Thank you, Mary Popham. :)
"A soft rain drizzles against the windowpanes. A young, attractive couple sits at a polished table in a bar in Saint Paul Trois Châteaux, a French market town located between Marseille and Lyons. Thibaut Desmarais and Lucy Nightingberg sip wine and talk. He plays with his cigar; she picks at a creamy slice of tiramisu. Most of the scenes in C. JoyBell C.’s novel take place during one evening in the bar, the couple’s favorite haunt, which has the makings of a great setting for the story of a woman’s insecurity and a man’s guilt.
However, to get to this emotional plot, a reader must give up expectations of correct point of view, punctuation, clear sentences, or logical construction. Like a dream or a trance, the book has vivid details, unexpected twists, unknown speakers, and time frames that switch back and forth. The chapters could have been shuffled and scenes inserted in any order. This can be either frustrating, or exciting and wildly compelling for a reader.
The text reads like verses of prose poetry with double lines between each paragraph. The various speakers tell their thoughts, memories, and fantasies; the reader gets the feeling of being in a dream. The novella is set in 1948, but there are not many supporting details of that particular year. With frequent references to physical attributes, clothing, and style, the book’s imagery very often seems unintentionally humorous. Anexample is this description of Lucy’s appearance: “When it was soft, it was soft and deep. When it was deep, it was deep and deeper. This time, it was deep and deeper.”
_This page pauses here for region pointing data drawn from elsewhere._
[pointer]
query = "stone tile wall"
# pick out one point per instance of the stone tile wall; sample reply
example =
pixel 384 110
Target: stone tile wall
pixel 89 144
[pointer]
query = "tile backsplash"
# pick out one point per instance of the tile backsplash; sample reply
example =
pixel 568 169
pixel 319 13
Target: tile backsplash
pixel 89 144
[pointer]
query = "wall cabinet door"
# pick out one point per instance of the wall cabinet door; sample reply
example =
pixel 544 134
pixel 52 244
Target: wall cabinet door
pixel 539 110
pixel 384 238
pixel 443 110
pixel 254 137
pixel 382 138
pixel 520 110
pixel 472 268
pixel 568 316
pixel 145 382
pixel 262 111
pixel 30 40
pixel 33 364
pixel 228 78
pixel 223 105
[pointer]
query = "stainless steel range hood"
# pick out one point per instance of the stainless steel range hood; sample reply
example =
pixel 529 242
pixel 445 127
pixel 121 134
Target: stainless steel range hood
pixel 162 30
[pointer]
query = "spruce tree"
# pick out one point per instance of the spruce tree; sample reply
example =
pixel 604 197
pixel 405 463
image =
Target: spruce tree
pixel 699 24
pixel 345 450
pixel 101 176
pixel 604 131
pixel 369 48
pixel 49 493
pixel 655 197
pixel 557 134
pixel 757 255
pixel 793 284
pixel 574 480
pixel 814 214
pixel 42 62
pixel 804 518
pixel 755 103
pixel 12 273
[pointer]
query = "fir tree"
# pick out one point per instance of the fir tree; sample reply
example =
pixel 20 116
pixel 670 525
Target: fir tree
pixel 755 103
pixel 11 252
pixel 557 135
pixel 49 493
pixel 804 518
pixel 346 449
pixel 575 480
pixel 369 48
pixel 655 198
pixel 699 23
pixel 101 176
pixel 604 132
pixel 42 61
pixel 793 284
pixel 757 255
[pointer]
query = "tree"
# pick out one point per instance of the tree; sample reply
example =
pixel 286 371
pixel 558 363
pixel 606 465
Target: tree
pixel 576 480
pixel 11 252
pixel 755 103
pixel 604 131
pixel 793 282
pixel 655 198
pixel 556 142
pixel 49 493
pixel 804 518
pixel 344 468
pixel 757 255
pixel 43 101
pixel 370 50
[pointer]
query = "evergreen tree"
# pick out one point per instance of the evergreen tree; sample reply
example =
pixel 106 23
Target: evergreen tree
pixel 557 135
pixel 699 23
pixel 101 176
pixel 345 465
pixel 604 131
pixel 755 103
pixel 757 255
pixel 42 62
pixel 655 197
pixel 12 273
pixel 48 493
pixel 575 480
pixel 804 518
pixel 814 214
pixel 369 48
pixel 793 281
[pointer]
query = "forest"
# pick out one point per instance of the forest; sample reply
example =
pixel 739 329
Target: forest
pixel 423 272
Lucy and Thibaut’s dialogue is about trifles, which reveal something deeper. While arguing about the difference between a whore and a bitch, and lingering on the names of four cats, the internal misery of the two young people who have never touched is palpably provocative and powerful. By many references to body parts, especially the eyes, hands, arms and elbows, and on forced smiles and quick tears, the author presents an overall feeling of melancholy. The two characters talk in circles, never really hearing what the other is saying. The repetition and disorganization of the text can be viewed as the way the mind works when trying to hide from truth, pain, or guilt. There is something valuable in Saint Paul Trois Châteaux: 1948, but the reader must be willing to dig and interpret and forgive mistakes to get at the novel’s honest and sometimes touching look at the hope and regret buried inside its wistful characters."